Part of Beth thinks she may be losing it, but even if she is, she decides to do some digging into her husband’s past to shed some light on his potential motivations for committing suicide. For starters, she finds rough sketches and amateur blueprints for another lake house, which is made all the odder because the house is just like theirs, only reversed. What’s more is Beth discovers pictures of women on Owen’s phone who look almost exactly like her but are clearly not. One of these women, Madelyne (Stacy Martin), Beth finds working at a bookstore nearly 200 miles away, where Owen purchased books about the occult. And while walking around the lake, Beth indeed finds a house Owen started building but never finished. Inside is a ghastly wooden statue depicting a kneeling figure with several sharp spikes piercing its body.
Who was this man Beth thought she knew? Was Owen planning to leave? Was he having an affair? Perhaps he was attempting to conjure evil spirits, or maybe torture Beth in some way. In the home movies Beth watches, Owen appears relatively normal, but one of the strongest points the film makes and constantly returns to is that how someone appears on the outside often has no bearing on how he or she feels on the inside.
This is a reality Beth certainly knows a lot about. She admits she’s long suffered from depression and her dark, internal thoughts were exacerbated when, she was young, she was in a car accident that rendered her legally dead for four minutes. When she finally came to, she realized death was “nothing,” and this realization and the overall experience left her feeling empty and hopeless. Owen didn’t share Beth’s perspective, and their opposing views about the afterlife may have triggered Owen to resent his wife in some way. As a result, perhaps he thought it was his mission to prove her wrong, even if that involved hurting other women, summoning evil spirits, or terrorizing his wife after his own death, all of which the story suggests were possible.
I’m purposely being vague about what transpires in “The Night House” and the ambiguous answers it provides to the many questions it proposes. Discovering and analyzing the supposed “truth” about the characters and what happens to them is what makes the movie so engaging and, on a more visceral level, fun, exciting, and spooky.

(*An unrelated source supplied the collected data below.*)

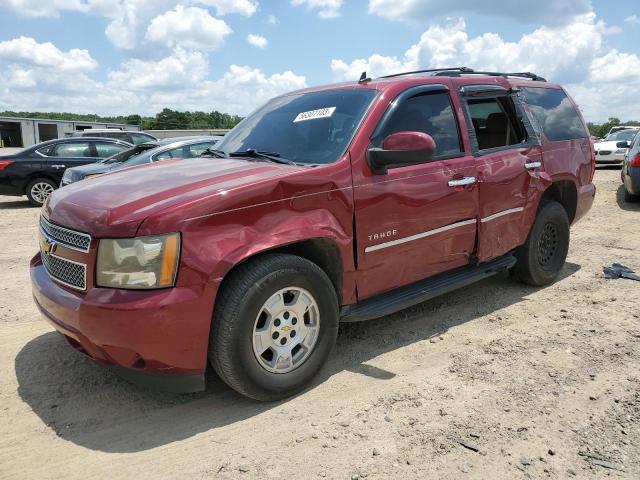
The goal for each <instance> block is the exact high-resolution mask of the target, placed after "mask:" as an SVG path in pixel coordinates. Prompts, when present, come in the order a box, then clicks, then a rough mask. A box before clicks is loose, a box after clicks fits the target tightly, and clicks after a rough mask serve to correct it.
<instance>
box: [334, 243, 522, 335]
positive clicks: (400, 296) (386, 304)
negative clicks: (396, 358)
mask: <svg viewBox="0 0 640 480" xmlns="http://www.w3.org/2000/svg"><path fill="white" fill-rule="evenodd" d="M515 264H516V258H515V257H514V256H513V255H511V254H507V255H504V256H502V257H498V258H496V259H494V260H490V261H488V262H485V263H480V264H478V265H474V266H466V267H461V268H457V269H455V270H451V271H449V272H444V273H441V274H439V275H436V276H435V277H431V278H427V279H425V280H421V281H419V282H416V283H413V284H411V285H407V286H406V287H401V288H398V289H396V290H392V291H390V292H386V293H382V294H380V295H376V296H375V297H372V298H368V299H367V300H363V301H362V302H358V303H356V304H354V305H346V306H344V307H342V310H341V312H340V313H341V317H342V318H341V319H340V321H341V322H361V321H364V320H372V319H374V318H380V317H384V316H386V315H391V314H392V313H395V312H399V311H400V310H404V309H405V308H409V307H413V306H414V305H418V304H419V303H422V302H426V301H427V300H431V299H432V298H435V297H438V296H440V295H443V294H445V293H449V292H452V291H453V290H457V289H458V288H461V287H464V286H467V285H471V284H472V283H475V282H477V281H479V280H482V279H483V278H488V277H491V276H493V275H495V274H496V273H499V272H502V271H504V270H508V269H509V268H511V267H513V266H514V265H515Z"/></svg>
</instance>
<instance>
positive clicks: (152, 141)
mask: <svg viewBox="0 0 640 480" xmlns="http://www.w3.org/2000/svg"><path fill="white" fill-rule="evenodd" d="M129 136H130V137H131V140H132V141H133V144H134V145H140V144H141V143H147V142H155V141H156V139H155V138H153V137H152V136H150V135H145V134H144V133H129Z"/></svg>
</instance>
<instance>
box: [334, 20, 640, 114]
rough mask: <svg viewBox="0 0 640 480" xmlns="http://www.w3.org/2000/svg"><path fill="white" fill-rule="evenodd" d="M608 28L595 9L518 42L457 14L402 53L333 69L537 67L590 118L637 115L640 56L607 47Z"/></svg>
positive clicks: (392, 68)
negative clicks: (635, 92)
mask: <svg viewBox="0 0 640 480" xmlns="http://www.w3.org/2000/svg"><path fill="white" fill-rule="evenodd" d="M608 33H610V31H609V29H608V27H607V26H606V25H605V24H604V23H603V22H601V21H597V20H596V17H595V14H593V13H589V14H586V15H581V16H578V17H576V18H575V19H574V21H573V22H572V23H570V24H567V25H564V26H556V27H548V26H545V27H540V28H538V29H535V30H534V31H532V32H530V33H528V34H525V35H523V36H522V37H521V38H520V39H518V40H516V41H506V40H504V39H503V38H502V37H501V36H500V35H498V34H495V33H484V34H482V35H478V36H475V37H473V36H470V35H469V34H468V33H467V29H466V24H465V22H464V20H462V19H458V20H454V21H449V22H448V23H445V24H443V25H433V26H432V27H430V28H428V29H427V30H426V31H425V32H424V33H423V34H422V35H421V36H420V39H419V40H418V42H416V43H415V44H414V45H411V46H410V47H409V48H408V49H407V50H406V51H405V52H404V54H402V55H396V56H384V55H380V54H375V53H374V54H372V55H371V56H369V57H368V58H358V59H354V60H351V61H345V60H342V59H334V60H332V62H331V70H332V72H333V75H334V78H335V79H336V80H338V81H341V80H351V81H354V80H356V79H358V78H359V77H360V74H361V72H363V71H367V73H368V75H369V76H374V77H375V76H380V75H385V74H390V73H397V72H402V71H410V70H418V69H425V68H439V67H455V66H467V67H471V68H474V69H476V70H496V71H507V72H509V71H510V72H519V71H520V72H521V71H532V72H535V73H537V74H539V75H541V76H543V77H547V78H548V79H549V80H550V81H553V82H558V83H561V84H563V85H564V86H566V87H567V88H568V90H569V91H570V92H573V94H574V97H575V98H576V100H577V101H578V102H579V104H580V105H581V107H582V109H583V112H584V114H585V116H586V117H587V119H590V120H594V121H599V120H606V119H607V118H608V117H610V116H612V115H615V116H618V117H621V118H636V117H637V109H636V108H635V104H634V103H633V102H629V101H628V97H629V94H630V92H631V91H634V90H635V89H637V88H640V58H638V56H637V55H636V54H629V53H624V52H619V51H618V50H615V49H610V48H607V47H606V45H605V41H604V39H605V35H607V34H608ZM625 99H626V100H625Z"/></svg>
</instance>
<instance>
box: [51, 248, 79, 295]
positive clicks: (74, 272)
mask: <svg viewBox="0 0 640 480" xmlns="http://www.w3.org/2000/svg"><path fill="white" fill-rule="evenodd" d="M41 257H42V263H43V265H44V268H45V269H46V270H47V272H48V273H49V275H51V277H53V278H54V279H55V280H57V281H58V282H60V283H63V284H64V285H67V286H69V287H71V288H76V289H78V290H85V289H86V288H87V267H86V265H83V264H81V263H77V262H72V261H71V260H66V259H64V258H60V257H57V256H55V255H52V254H48V253H42V255H41Z"/></svg>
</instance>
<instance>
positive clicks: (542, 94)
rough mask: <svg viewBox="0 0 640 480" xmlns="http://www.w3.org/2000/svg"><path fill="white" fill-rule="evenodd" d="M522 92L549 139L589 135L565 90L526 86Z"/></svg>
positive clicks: (542, 129)
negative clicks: (565, 93)
mask: <svg viewBox="0 0 640 480" xmlns="http://www.w3.org/2000/svg"><path fill="white" fill-rule="evenodd" d="M522 93H523V97H524V101H525V103H526V104H527V105H528V106H529V109H530V110H531V113H532V114H533V117H534V119H535V120H536V123H537V124H538V129H539V130H542V132H543V133H544V134H545V136H546V137H547V139H548V140H549V141H551V142H557V141H561V140H574V139H576V138H587V137H588V134H587V130H586V129H585V126H584V124H583V123H582V120H581V119H580V116H579V115H578V112H577V111H576V108H575V107H574V105H573V103H572V102H571V100H569V97H567V95H566V94H565V93H564V91H563V90H560V89H558V88H537V87H524V88H522Z"/></svg>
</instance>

Production values-wise, the low-key lighting, brooding atmosphere, and loud crescendos on the soundtrack get and hold our attention, but it’s the film’s pursuit to speak honestly about the human condition, our vulnerabilities and insecurities, and our inherent yearning to always find out more about those we love, that make “The Night House” resonate in ways we don’t expect. As storytellers, Bruckner, Collins, and Piotrowski deserve credit for coating the narrative with genuine thought and sensitivity, while Hall merits praise for manifesting Beth’s conflicting emotions so earnestly and effectively, reminding us of her range and nuance as an actress.
If you’re going into “The Night House” wanting shocks and scares, you’ll get them, but fortunately the filmmakers want you to get more. They challenge us with the film’s mysteries and the complex motivations of the characters, encouraging us to question what we would do in their situations, right down to how we should convey our beliefs and values, especially to friends and family, and how we don’t often think about the rippling effects of what we communicate. As a psychological horror thriller and drama, “The Night House” works on many levels. It’s one that doesn’t just want us to jump; it also wants us to think and discuss.